When Congress authorized the first U.S. coinage in the Mint Act of April 2, 1792, it decreed that: “Upon one side of each of the said coins there shall be an impression emblematic of liberty, with an inscription of the word Liberty.” For more than 100 years thereafter, the obverse of almost every coin struck at the U.S. Mint featured an image of Lady Liberty. 

It was not until the 20th century that Liberty was no longer the dominant image on coins. Starting with the Lincoln Penny in 1909 and ending with the Eisenhower Dollar in 1971, Liberty was replaced with images of Presidents and other prominent Americans on all circulating coins. In theory, the portraits still represented the concept of “liberty” – but they no longer actually showed representations of the allegorical figure of Liberty. 

As a result, no U.S. coins currently in circulation portray Liberty. There are, however, several other U.S. coins that do feature the image of Liberty. The Silver Eagle, Gold Eagle, and Platinum Eagle bullion coins all feature Liberty on the obverse – with the first two using images that first appeared on circulating coins in the early 20th century. 

In an effort to bring back “Liberty,” the U.S. Mint in 2015 issued the exceptional American Liberty $100 gold coin. Struck with one ounce of 99.99% pure gold, it depicted Liberty carrying both the torch of freedom and the American flag, while the reverse was an American eagle rising in flight. 

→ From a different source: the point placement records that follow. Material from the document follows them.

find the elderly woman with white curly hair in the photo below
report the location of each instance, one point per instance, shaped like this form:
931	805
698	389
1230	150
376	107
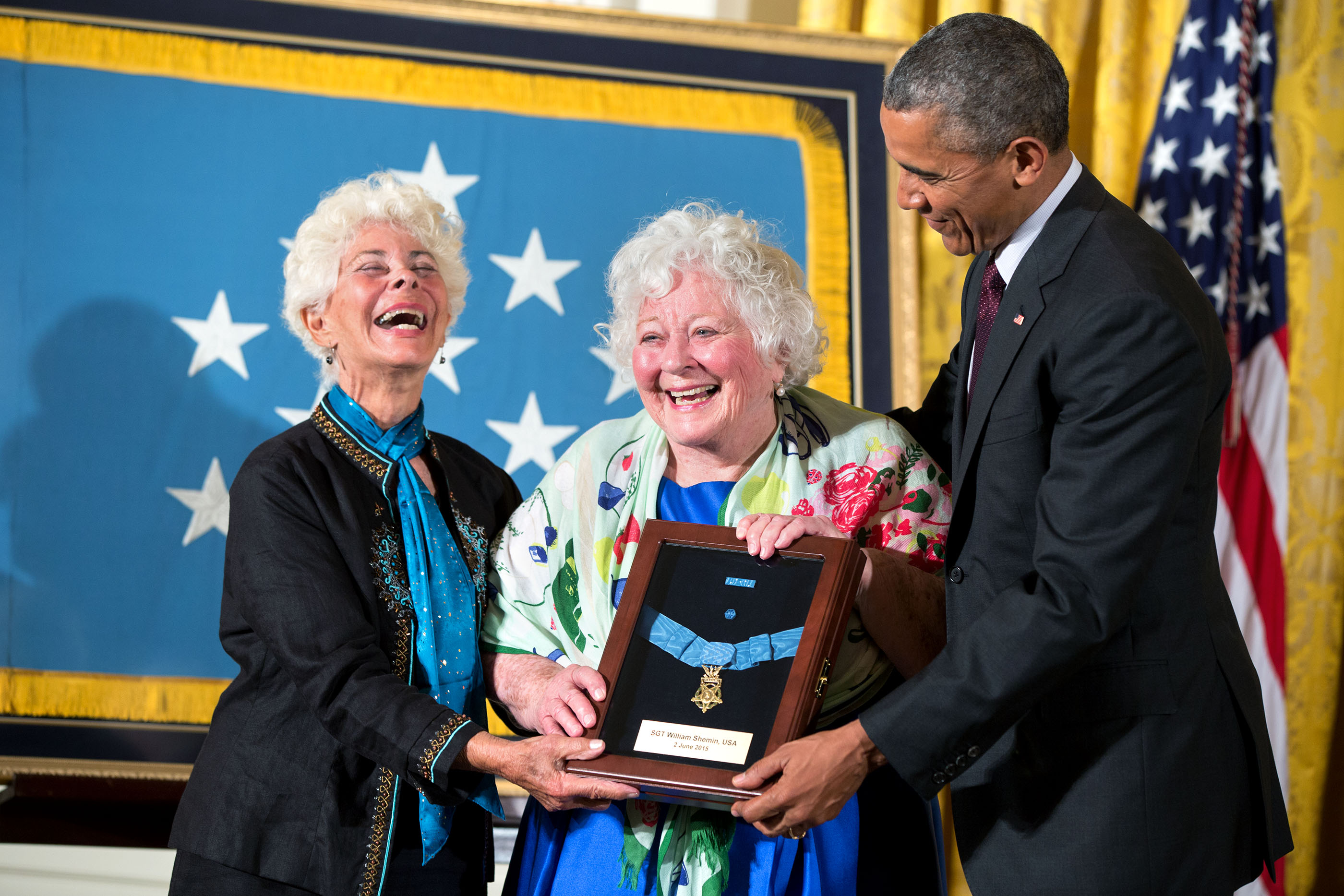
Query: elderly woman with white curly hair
347	757
722	340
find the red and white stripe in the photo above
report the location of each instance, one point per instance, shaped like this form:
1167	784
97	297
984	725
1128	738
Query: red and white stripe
1252	535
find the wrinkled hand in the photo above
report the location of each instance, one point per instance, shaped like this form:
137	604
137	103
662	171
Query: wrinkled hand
538	766
565	707
769	532
816	777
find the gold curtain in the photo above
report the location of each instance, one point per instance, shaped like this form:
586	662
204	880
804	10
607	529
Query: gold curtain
1116	54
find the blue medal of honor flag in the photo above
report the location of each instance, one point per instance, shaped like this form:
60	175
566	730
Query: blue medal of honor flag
144	355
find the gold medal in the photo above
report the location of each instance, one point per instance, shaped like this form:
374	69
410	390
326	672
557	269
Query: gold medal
711	690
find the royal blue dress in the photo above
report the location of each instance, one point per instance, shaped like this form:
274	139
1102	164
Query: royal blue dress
577	852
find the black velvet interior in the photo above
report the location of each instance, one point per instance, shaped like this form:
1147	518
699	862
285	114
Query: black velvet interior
689	586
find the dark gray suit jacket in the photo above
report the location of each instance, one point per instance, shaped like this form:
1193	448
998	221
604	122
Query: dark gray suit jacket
1096	708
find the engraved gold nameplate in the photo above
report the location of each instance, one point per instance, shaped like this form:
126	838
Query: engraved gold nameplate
671	739
711	690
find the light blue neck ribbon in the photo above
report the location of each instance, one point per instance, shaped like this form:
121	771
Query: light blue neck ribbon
696	651
443	596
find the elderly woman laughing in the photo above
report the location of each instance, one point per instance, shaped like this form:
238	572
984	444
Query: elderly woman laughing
347	755
721	337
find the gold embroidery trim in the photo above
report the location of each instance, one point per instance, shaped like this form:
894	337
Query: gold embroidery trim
350	448
441	737
378	833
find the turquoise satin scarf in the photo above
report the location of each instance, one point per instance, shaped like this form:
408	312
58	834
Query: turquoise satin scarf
443	596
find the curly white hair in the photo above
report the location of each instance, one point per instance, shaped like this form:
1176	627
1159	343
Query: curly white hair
313	264
763	284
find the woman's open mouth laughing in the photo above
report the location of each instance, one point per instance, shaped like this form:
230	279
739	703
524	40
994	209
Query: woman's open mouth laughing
694	395
401	319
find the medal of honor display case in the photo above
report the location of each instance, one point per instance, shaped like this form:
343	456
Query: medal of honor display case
717	658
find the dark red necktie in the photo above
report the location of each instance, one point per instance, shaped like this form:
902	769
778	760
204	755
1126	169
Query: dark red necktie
991	293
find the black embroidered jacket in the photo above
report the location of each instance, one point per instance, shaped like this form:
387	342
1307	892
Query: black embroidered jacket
320	734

American Liberty 2016 Silver Medal

When the U.S. Mint issued the American Liberty gold coin in 2015, it also planned to issue the same design in silver. That plan, however, never materialized. 

Now, in 2016, the U.S. Mint is finally releasing the American Liberty Silver Medal. It is being issued on Tuesday, August 23. Struck with an identical design as the 2015 gold coin, it is made with the same silver planchets as the American Eagle Silver Dollar. Each medal, therefore, contains one ounce of 99.9% pure silver and is a large 40.6 mm in diameter. 

The design symbolizes America’s numismatic heritage. It evokes memories of classic coins such as the Walking Liberty Half Dollar and Standing Liberty Quarter, as well as the $10 and $20 gold coins produced by Augustus Saint-Gaudens in the early 1900’s. 

Unlike the 2015 gold coin, though, the 2016 silver medal does not bear a denomination. It is a strictly limited edition of only 12,500, and all medals are struck at the West Point mint with the “W” mint mark on the reverse. It is destined to be popular with collectors, but the extremely limited mintage almost assures a quick sell-out.